The Education of Lev Navrozov: A Life in the Closed World Once Called Russia
- Scanned cover of the first edition
- Author: Lev Navrozov
- Language: English
- Subject: Soviet Union
- Genre: Memoir
- Publisher: Harper & Row
- Publication date: 1975
- Publication place: United States
- Media type: Print (hardback)
- Pages: 628
- ISBN: 0-06-126415-6
- OCLC: 1102848
- Dewey Decimal: 300/.92/4 B
- LC Class: H59.N38 A33 1975

= The Education of Lev Navrozov =

1975 memoir by Lev Navrozov

The Education of Lev Navrozov: A Life in the Closed World Once Called Russia is a memoir of life in the Soviet Union by Lev Navrozov, the first of seven volumes. It was first published by Harper & Row in 1975.

== Background and content ==
Navrozov was a freelance translator who had resisted joining the Communist Party of the Soviet Union but had managed to secure an effective monopoly over English translations for publication, and enjoyed a privileged lifestyle as a result. He began his clandestine study of the history of the Stalinist regime in 1953 after Stalin's death, in the hopes of smuggling the manuscripts abroad. Navrozov managed to defect to the West with his family in 1972, travelling through Israel to the United States. The Education, published three years later, covered the first seven years of Navrozov's life, from the end of Lenin's New Economic Policy in 1928, to 1935. It recounts the contemporary effects of Joseph Stalin's public relations campaign in the aftermath of the assassination of rival Sergei Kirov.

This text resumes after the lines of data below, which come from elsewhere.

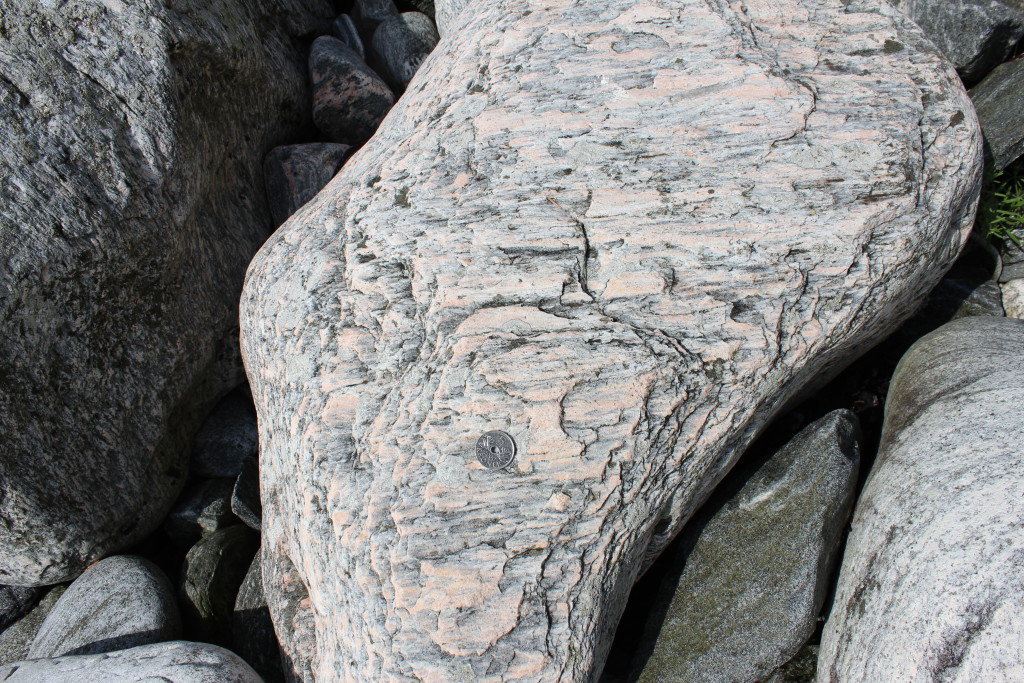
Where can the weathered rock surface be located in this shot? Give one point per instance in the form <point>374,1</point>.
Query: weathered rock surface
<point>118,603</point>
<point>344,30</point>
<point>227,438</point>
<point>349,98</point>
<point>202,509</point>
<point>751,570</point>
<point>178,662</point>
<point>252,628</point>
<point>629,267</point>
<point>400,44</point>
<point>214,569</point>
<point>296,172</point>
<point>975,35</point>
<point>999,103</point>
<point>131,141</point>
<point>245,495</point>
<point>932,586</point>
<point>16,638</point>
<point>15,601</point>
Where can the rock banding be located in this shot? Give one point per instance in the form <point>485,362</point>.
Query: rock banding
<point>623,232</point>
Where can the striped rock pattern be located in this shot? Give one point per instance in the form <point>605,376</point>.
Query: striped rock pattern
<point>624,232</point>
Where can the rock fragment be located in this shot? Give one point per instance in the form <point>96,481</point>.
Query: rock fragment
<point>295,173</point>
<point>931,586</point>
<point>118,603</point>
<point>349,99</point>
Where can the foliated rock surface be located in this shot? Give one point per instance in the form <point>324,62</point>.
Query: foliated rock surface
<point>118,603</point>
<point>932,585</point>
<point>623,232</point>
<point>177,660</point>
<point>131,138</point>
<point>749,581</point>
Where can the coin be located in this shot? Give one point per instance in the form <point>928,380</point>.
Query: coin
<point>496,450</point>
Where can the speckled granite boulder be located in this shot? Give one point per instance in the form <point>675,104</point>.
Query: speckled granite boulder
<point>131,141</point>
<point>400,44</point>
<point>178,662</point>
<point>349,98</point>
<point>975,35</point>
<point>16,638</point>
<point>625,232</point>
<point>932,586</point>
<point>295,173</point>
<point>119,602</point>
<point>749,581</point>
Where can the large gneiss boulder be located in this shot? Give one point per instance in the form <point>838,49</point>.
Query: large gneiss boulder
<point>131,141</point>
<point>176,660</point>
<point>932,584</point>
<point>624,233</point>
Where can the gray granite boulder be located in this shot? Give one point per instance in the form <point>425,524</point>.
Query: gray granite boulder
<point>252,628</point>
<point>203,508</point>
<point>213,571</point>
<point>295,173</point>
<point>16,638</point>
<point>752,569</point>
<point>999,102</point>
<point>176,662</point>
<point>119,602</point>
<point>349,98</point>
<point>132,136</point>
<point>226,439</point>
<point>15,601</point>
<point>245,495</point>
<point>975,35</point>
<point>932,586</point>
<point>624,232</point>
<point>400,44</point>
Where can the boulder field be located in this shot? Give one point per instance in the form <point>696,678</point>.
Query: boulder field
<point>624,233</point>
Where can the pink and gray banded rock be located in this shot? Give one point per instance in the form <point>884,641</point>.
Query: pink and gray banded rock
<point>624,232</point>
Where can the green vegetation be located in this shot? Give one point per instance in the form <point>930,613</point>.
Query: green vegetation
<point>1000,212</point>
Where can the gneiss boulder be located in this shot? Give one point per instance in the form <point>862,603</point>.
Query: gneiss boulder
<point>176,660</point>
<point>131,139</point>
<point>750,572</point>
<point>932,586</point>
<point>624,233</point>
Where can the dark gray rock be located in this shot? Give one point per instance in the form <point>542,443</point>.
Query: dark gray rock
<point>349,99</point>
<point>15,601</point>
<point>16,638</point>
<point>118,603</point>
<point>999,102</point>
<point>296,172</point>
<point>202,509</point>
<point>226,439</point>
<point>213,571</point>
<point>344,30</point>
<point>975,35</point>
<point>371,13</point>
<point>245,496</point>
<point>751,569</point>
<point>931,586</point>
<point>252,628</point>
<point>178,662</point>
<point>132,137</point>
<point>400,44</point>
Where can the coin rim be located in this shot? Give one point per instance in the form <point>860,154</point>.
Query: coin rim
<point>476,449</point>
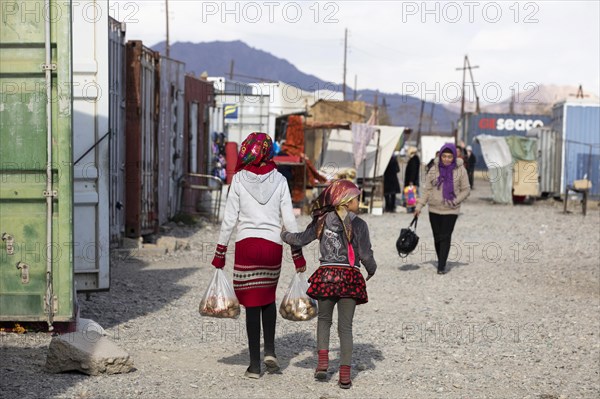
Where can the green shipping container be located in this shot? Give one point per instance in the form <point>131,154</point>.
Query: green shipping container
<point>36,196</point>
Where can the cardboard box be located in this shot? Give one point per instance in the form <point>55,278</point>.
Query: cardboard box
<point>583,184</point>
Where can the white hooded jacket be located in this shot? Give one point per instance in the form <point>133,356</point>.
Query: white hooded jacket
<point>259,204</point>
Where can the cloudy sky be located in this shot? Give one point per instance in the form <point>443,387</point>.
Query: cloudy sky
<point>399,47</point>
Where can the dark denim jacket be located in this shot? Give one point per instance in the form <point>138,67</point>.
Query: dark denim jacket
<point>333,244</point>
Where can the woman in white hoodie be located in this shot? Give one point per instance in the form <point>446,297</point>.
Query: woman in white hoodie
<point>259,203</point>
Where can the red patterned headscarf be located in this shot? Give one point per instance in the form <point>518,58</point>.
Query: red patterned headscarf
<point>333,198</point>
<point>257,148</point>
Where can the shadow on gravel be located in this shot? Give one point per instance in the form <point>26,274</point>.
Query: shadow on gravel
<point>27,364</point>
<point>364,357</point>
<point>409,267</point>
<point>135,291</point>
<point>287,348</point>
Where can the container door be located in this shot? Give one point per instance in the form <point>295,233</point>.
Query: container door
<point>36,201</point>
<point>91,149</point>
<point>116,120</point>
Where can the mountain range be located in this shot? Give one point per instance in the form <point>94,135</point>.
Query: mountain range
<point>255,65</point>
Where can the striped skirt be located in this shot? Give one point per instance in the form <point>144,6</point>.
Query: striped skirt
<point>256,271</point>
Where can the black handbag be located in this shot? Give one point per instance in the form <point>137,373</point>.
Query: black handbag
<point>408,239</point>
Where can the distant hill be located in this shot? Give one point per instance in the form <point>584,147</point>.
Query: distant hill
<point>252,65</point>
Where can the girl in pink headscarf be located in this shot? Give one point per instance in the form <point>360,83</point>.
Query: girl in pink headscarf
<point>344,245</point>
<point>259,203</point>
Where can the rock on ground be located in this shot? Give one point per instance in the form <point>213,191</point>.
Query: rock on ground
<point>87,352</point>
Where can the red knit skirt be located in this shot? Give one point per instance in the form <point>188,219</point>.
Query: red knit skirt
<point>339,282</point>
<point>256,271</point>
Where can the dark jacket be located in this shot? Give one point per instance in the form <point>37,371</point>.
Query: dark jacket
<point>391,185</point>
<point>432,195</point>
<point>413,167</point>
<point>333,244</point>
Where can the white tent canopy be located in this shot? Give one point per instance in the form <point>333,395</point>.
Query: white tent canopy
<point>339,153</point>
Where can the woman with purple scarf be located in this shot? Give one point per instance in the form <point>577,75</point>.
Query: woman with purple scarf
<point>446,187</point>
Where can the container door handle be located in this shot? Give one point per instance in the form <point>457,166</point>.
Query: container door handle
<point>10,241</point>
<point>24,267</point>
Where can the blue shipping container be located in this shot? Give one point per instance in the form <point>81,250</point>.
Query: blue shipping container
<point>578,123</point>
<point>497,125</point>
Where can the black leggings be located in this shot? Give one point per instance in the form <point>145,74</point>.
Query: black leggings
<point>269,317</point>
<point>442,226</point>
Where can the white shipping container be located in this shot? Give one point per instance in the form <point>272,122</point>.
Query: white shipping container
<point>91,147</point>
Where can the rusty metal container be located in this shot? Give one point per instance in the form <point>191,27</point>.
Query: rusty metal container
<point>199,98</point>
<point>141,121</point>
<point>170,137</point>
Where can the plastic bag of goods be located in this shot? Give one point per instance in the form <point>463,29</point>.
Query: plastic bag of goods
<point>219,300</point>
<point>296,305</point>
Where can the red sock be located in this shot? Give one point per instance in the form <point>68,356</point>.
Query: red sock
<point>323,363</point>
<point>345,375</point>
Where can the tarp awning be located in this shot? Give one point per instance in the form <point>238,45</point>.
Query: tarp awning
<point>340,155</point>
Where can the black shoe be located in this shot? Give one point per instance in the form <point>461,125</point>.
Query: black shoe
<point>252,373</point>
<point>272,364</point>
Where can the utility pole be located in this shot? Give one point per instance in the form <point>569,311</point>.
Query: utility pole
<point>466,65</point>
<point>168,45</point>
<point>418,138</point>
<point>431,118</point>
<point>376,107</point>
<point>345,53</point>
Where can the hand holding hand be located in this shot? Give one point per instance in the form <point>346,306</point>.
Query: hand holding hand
<point>299,261</point>
<point>219,258</point>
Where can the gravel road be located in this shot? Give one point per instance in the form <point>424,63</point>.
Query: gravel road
<point>517,316</point>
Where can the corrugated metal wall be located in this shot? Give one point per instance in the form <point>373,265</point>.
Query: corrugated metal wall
<point>36,202</point>
<point>116,121</point>
<point>141,167</point>
<point>579,124</point>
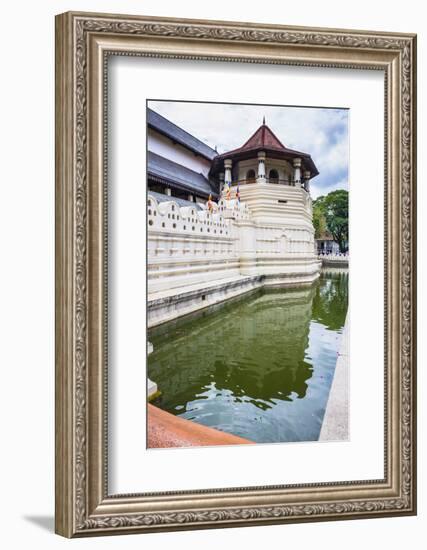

A blend of personal recollections, social commentary and political history, the memoir was a best-seller, establishing Navrozov as a prominent Russian dissident.

== Reception ==
"It bids fair to take its place beside the works of Laurence Sterne and Henry Adams," wrote the American philosopher Sidney Hook, "… but it is far richer in scope and more gripping in content." Eugene Lyons, author of the pioneering 1937 work Assignment in Utopia, described the book as "uniquely revealing", while Robert Massie, author of Nicholas and Alexandra, wrote of the author’s "individual genius."

In a review for The New York Review of Books, Helen Muchnic took issue with Navrozov's characterisation of Russian Futurist poet Vladimir Mayakovsky, calling Navrozov as a "hardened cynic" unequal to "complex, majestic theme of Russia" and who lacked the "necessary objectivity and patience". In a subsequent letter to the editor to the Review, Navrosov called Muchnic's review "a stimulating study in creative sterility out to destroy blindly whatever endangers its stock of clichés", proposing that it was composed of uncritical restatements of Soviet propaganda and gratuitous, unfounded insults.

Saul Bellow, the Nobel Prize–winning novelist, responded to The Education by using Navrozov as the model for a modern Russian dissident thinker in two of his books, thereby beginning a lively correspondence that continued until the American novelist's death. Bellow cited Navrozov, along with Sinyavsky, Vladimir Maximov and Aleksandr Solzhenitsyn, as one of his epoch's "commanding figures" and "men of genius."